A alimentação ocorre três vezes ao dia e é preparada por Michelle Bolsonaro, com autorização do ministro Alexandre de Moraes, do STF. As refeições seguem recomendações médicas devido ao histórico de cirurgias abdominais do ex-presidente, mas também atendem ao seu receio em consumir a comida fornecida pela PF. Apesar de o acesso a advogados e médicos ser liberado sem exigência de autorização prévia, a entrada de familiares depende de autorização judicial, o que tem intensificado a sensação de isolamento.
Segundo familiares, advogados e médicos que o visitaram na primeira semana de prisão, Bolsonaro demonstra fragilidade emocional e queixa-se de noites mal dormidas, além de insistir na narrativa de que não teve um "julgamento justo". Na quinta-feira (27), o cardiologista Leandro Echenique fez um atendimento por telefone e ajustou a medicação após nova crise de soluço. Mesmo diante do cenário político de 2026, as conversas no cárcere têm priorizado apoio psicológico e a expectativa de conseguir a progressão para prisão domiciliar.

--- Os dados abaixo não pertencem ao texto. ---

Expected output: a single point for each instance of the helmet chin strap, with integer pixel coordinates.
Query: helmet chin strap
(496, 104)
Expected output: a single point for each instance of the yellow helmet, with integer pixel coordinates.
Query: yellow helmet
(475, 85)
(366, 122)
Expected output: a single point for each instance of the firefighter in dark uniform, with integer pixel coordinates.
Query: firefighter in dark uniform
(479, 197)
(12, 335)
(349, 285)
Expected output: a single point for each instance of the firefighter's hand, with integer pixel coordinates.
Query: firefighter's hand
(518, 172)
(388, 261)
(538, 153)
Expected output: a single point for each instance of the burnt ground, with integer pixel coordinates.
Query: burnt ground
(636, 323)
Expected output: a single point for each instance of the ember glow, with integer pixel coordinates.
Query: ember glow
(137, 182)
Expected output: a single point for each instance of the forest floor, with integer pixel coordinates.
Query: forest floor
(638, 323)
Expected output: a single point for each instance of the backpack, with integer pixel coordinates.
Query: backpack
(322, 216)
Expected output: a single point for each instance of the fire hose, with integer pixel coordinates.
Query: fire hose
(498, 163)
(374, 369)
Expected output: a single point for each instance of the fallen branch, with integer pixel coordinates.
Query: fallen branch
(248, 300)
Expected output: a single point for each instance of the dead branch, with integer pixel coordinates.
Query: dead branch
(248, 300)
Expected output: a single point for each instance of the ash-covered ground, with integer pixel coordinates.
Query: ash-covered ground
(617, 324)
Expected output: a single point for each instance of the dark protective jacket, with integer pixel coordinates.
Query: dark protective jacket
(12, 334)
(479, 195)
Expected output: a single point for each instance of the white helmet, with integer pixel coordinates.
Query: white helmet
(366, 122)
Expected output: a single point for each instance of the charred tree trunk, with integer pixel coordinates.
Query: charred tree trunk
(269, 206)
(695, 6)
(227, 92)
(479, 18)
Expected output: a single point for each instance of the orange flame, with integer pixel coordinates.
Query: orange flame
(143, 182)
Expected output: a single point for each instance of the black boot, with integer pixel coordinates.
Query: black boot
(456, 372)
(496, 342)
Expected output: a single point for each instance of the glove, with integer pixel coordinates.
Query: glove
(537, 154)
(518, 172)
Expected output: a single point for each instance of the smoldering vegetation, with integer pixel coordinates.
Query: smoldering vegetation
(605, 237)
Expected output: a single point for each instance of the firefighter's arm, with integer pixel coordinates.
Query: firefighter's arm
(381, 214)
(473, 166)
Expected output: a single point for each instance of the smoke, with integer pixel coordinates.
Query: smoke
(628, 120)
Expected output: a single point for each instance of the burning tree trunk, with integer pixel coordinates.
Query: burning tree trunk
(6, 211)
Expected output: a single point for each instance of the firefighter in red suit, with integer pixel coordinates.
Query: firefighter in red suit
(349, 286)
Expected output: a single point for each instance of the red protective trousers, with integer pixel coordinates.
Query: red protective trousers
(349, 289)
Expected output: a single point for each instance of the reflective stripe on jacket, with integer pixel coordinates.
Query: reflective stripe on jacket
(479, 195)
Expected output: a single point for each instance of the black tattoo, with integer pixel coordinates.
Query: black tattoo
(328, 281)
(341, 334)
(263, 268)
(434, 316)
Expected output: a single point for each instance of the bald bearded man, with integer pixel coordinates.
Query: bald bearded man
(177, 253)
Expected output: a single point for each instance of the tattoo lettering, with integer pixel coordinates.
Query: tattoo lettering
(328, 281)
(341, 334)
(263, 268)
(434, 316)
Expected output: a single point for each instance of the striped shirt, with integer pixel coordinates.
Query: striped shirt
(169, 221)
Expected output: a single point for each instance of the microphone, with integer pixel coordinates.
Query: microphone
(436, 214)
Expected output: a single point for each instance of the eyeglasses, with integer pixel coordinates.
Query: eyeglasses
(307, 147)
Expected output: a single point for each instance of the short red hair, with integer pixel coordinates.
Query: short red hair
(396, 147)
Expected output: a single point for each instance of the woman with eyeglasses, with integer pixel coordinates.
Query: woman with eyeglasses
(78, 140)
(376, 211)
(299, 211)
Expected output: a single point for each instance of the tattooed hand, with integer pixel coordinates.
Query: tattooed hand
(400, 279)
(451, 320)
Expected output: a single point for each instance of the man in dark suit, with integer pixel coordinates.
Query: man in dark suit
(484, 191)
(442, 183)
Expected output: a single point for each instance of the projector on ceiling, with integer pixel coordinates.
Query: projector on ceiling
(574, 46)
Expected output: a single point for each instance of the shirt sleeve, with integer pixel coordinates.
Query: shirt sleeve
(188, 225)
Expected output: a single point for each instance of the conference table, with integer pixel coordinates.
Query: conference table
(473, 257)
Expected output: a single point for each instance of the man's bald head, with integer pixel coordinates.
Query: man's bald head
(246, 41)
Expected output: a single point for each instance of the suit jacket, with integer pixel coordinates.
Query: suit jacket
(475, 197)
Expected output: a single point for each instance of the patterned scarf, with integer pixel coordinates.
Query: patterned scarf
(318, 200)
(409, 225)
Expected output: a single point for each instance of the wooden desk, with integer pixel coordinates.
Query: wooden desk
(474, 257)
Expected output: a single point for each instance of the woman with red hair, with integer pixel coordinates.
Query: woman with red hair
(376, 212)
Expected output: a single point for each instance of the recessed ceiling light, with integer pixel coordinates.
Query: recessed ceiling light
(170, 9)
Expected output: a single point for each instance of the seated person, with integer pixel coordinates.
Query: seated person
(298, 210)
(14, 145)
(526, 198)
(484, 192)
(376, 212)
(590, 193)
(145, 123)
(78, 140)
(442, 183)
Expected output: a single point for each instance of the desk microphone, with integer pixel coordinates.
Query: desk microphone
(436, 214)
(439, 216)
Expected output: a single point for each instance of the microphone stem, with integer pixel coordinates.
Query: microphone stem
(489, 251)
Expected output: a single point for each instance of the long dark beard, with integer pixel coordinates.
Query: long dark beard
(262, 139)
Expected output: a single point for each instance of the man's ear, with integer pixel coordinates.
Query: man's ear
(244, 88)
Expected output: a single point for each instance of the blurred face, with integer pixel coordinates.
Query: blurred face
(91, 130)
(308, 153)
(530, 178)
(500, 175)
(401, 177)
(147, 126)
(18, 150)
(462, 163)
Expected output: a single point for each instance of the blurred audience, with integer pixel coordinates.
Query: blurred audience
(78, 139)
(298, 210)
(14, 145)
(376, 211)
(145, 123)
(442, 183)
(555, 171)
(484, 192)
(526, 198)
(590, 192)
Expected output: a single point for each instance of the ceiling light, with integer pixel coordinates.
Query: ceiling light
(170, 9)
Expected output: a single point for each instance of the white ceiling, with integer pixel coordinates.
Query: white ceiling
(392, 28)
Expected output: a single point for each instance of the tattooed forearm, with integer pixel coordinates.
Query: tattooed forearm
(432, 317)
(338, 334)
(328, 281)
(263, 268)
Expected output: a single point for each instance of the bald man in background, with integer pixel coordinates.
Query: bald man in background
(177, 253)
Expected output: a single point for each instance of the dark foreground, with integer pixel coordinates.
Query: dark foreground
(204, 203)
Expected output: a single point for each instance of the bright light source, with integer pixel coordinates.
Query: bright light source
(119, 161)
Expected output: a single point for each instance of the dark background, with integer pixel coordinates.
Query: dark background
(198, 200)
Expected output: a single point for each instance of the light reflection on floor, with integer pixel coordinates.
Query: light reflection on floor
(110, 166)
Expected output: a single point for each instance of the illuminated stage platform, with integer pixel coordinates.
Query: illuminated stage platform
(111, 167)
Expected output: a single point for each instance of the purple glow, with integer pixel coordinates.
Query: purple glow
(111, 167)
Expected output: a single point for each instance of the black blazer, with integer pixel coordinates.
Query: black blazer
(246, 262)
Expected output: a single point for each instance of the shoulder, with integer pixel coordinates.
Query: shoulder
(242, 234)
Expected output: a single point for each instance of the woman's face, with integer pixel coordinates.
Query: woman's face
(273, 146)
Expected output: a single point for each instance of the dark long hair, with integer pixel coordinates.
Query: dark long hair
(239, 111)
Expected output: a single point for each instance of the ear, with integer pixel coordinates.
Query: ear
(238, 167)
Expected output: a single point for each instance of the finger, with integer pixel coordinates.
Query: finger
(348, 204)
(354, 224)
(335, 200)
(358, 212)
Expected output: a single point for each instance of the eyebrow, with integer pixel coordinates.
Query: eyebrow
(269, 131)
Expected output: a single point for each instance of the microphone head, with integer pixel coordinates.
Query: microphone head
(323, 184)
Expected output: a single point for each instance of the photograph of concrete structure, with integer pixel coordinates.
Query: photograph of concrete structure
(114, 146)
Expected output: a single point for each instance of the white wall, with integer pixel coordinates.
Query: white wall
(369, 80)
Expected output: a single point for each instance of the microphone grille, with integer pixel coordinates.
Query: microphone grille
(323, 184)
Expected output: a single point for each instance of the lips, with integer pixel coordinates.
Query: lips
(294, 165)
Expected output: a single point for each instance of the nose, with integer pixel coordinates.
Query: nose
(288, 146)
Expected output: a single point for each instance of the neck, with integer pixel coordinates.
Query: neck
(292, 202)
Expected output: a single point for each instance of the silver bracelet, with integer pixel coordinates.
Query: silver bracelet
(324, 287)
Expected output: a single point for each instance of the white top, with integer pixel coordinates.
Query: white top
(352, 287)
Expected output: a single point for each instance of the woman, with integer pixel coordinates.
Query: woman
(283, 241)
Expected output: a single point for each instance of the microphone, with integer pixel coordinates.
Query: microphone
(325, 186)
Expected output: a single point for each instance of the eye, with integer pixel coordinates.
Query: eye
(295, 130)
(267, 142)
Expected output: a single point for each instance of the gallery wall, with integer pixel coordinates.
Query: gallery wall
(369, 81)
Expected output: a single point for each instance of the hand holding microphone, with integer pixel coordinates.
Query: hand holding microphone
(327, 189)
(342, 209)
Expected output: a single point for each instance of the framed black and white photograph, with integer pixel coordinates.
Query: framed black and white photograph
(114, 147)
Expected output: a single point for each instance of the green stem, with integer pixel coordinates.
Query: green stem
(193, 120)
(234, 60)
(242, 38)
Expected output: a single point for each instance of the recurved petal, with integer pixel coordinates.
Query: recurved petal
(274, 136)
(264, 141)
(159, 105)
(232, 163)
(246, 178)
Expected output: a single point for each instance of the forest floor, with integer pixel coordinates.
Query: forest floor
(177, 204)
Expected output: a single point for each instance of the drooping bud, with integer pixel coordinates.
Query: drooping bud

Bolsonaro foi preso preventivamente em 22 de novembro, após violar a tornozeleira eletrônica usando um ferro de solda, episódio que ele atribuiu a “paranoia” causada por medicação. A prisão foi convertida em definitiva após a execução da pena pelo plano de golpe. Desde então, Michelle e os filhos Flávio, Carlos e Jair Renan visitaram o ex-presidente. Enquanto a defesa aposta em relatórios médicos para pedir a domiciliar, Bolsonaro tenta se ajustar a uma rotina marcada por limitações, silêncio e longos períodos sozinho.